The Federal Government of Nigeria will begin sharing the financial burden of electricity subsidies with state and local governments starting in 2026, marking a major shift in fiscal policy for the power sector. This directive, announced by Budget Office Director-General Tanimu Yakubu, aims to make subsidy costs explicit, transparent, and enforceable, ensuring no level of government carries hidden obligations.
Okay News reports that President Bola Tinubu has ordered all ministries to use existing electricity laws to establish a clear cost-sharing framework for the 2026 budget. The policy is a strategic move to align financial responsibility with political benefits, as subsidy costs arise when tariffs are kept below the true cost of supply, with Yakubu stating, “This is not punishment, it is alignment.”
The reform urgently addresses a severe liquidity crisis where electricity generating companies are owed over ₦4 trillion, and the government intends to finance support for vulnerable consumers through a targeted fund, moving away from universal subsidies. This change is enabled by the Electricity Act 2023, which empowers states to participate in the power sector, with over 18 states already setting up their own regulatory agencies for this purpose.

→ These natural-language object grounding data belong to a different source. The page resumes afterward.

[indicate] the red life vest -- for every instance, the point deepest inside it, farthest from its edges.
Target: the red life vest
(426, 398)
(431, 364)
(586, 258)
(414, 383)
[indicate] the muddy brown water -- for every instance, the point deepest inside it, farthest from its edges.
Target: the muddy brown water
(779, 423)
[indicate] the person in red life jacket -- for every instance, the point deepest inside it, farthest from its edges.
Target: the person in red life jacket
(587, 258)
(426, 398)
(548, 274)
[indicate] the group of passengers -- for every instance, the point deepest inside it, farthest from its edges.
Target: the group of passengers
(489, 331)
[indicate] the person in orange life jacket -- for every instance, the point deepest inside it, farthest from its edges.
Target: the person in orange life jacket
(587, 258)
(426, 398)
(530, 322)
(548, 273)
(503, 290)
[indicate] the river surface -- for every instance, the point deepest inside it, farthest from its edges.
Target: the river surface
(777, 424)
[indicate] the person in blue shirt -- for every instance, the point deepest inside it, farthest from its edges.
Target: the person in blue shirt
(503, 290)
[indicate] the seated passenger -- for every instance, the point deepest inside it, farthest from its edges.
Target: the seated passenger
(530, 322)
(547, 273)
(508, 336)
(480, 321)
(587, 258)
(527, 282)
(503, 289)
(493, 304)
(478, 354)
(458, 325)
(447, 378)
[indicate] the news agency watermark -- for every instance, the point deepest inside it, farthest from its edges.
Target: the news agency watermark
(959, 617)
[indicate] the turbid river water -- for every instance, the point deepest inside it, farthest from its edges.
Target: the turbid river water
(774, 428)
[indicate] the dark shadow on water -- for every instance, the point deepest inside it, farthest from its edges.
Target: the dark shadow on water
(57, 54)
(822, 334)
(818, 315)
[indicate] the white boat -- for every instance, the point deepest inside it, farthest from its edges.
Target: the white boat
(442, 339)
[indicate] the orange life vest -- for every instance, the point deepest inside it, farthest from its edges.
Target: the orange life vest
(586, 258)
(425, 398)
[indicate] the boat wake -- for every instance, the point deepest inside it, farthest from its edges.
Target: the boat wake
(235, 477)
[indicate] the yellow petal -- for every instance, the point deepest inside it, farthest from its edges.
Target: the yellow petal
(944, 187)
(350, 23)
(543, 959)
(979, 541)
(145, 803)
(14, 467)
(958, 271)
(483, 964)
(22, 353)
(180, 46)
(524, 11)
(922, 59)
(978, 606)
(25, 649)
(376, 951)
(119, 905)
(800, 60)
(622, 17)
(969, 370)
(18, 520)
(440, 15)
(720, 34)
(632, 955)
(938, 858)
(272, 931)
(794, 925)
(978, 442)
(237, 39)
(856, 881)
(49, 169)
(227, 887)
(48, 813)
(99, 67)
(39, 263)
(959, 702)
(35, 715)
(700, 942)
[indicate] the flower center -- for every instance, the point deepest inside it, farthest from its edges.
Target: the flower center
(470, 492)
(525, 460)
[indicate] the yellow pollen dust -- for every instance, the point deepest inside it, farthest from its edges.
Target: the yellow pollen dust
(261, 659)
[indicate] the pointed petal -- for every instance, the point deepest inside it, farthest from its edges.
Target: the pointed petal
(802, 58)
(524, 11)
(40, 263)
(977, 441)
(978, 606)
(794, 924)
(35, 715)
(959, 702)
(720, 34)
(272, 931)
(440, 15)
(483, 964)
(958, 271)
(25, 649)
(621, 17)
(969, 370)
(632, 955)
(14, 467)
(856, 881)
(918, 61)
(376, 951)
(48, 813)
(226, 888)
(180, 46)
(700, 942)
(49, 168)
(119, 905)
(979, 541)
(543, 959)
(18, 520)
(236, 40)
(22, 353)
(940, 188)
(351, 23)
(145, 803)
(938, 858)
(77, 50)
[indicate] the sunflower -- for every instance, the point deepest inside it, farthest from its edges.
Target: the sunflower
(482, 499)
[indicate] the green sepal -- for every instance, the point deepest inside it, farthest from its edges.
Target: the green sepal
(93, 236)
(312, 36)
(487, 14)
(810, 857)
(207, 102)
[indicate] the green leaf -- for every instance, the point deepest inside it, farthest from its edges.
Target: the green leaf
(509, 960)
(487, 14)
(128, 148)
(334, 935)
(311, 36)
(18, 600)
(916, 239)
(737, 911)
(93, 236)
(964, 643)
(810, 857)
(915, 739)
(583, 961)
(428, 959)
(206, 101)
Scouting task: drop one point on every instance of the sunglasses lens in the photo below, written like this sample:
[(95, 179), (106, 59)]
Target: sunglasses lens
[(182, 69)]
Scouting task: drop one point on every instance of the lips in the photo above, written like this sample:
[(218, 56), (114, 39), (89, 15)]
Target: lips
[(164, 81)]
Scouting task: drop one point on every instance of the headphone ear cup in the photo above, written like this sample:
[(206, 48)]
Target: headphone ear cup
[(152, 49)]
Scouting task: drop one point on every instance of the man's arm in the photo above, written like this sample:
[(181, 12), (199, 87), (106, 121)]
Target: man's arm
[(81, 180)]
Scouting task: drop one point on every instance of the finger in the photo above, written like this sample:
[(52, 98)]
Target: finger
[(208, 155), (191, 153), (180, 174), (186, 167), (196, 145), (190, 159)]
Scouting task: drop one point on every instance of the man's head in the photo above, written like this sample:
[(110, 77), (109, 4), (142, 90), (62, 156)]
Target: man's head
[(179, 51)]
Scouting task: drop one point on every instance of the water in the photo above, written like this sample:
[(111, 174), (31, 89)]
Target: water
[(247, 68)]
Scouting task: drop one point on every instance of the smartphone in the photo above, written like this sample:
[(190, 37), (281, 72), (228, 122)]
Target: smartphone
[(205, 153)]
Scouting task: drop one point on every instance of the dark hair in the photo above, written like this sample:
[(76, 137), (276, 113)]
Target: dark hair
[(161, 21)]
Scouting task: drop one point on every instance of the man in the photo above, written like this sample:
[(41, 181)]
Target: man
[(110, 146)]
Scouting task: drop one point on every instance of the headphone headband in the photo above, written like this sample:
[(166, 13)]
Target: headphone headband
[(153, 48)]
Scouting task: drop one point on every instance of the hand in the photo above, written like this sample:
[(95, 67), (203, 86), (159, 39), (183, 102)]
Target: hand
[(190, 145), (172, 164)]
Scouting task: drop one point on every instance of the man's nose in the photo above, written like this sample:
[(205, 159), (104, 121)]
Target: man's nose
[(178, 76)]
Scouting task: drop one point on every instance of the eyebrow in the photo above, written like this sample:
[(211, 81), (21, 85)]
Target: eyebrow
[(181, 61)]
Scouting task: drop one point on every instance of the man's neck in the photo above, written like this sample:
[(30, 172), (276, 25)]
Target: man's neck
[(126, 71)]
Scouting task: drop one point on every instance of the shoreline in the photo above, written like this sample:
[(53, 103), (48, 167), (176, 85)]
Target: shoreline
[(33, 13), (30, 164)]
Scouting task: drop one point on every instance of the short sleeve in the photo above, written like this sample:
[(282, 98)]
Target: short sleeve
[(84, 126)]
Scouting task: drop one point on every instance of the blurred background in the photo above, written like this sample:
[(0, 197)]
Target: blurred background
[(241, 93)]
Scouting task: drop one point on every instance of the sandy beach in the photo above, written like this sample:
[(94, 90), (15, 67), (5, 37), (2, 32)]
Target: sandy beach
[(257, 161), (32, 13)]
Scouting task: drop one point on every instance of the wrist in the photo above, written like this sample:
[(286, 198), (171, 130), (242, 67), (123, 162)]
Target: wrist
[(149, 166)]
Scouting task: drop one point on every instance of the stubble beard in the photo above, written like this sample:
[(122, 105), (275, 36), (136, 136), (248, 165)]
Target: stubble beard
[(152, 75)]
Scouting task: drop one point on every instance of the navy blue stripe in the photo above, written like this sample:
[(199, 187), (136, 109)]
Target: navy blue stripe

Beyond electricity, President Tinubu has ordered a strict review of all 2026 budget projects, demanding that only ready-to-implement initiatives with clear financing are proposed, with Yakubu criticizing long lists of unfinished projects as detrimental to national progress. The success of this reform hinges on transparent agreements between all levels of government, requiring meticulous tracking of subsidy obligations to prevent new debts from crippling the power sector and to stabilize Nigeria’s electricity market.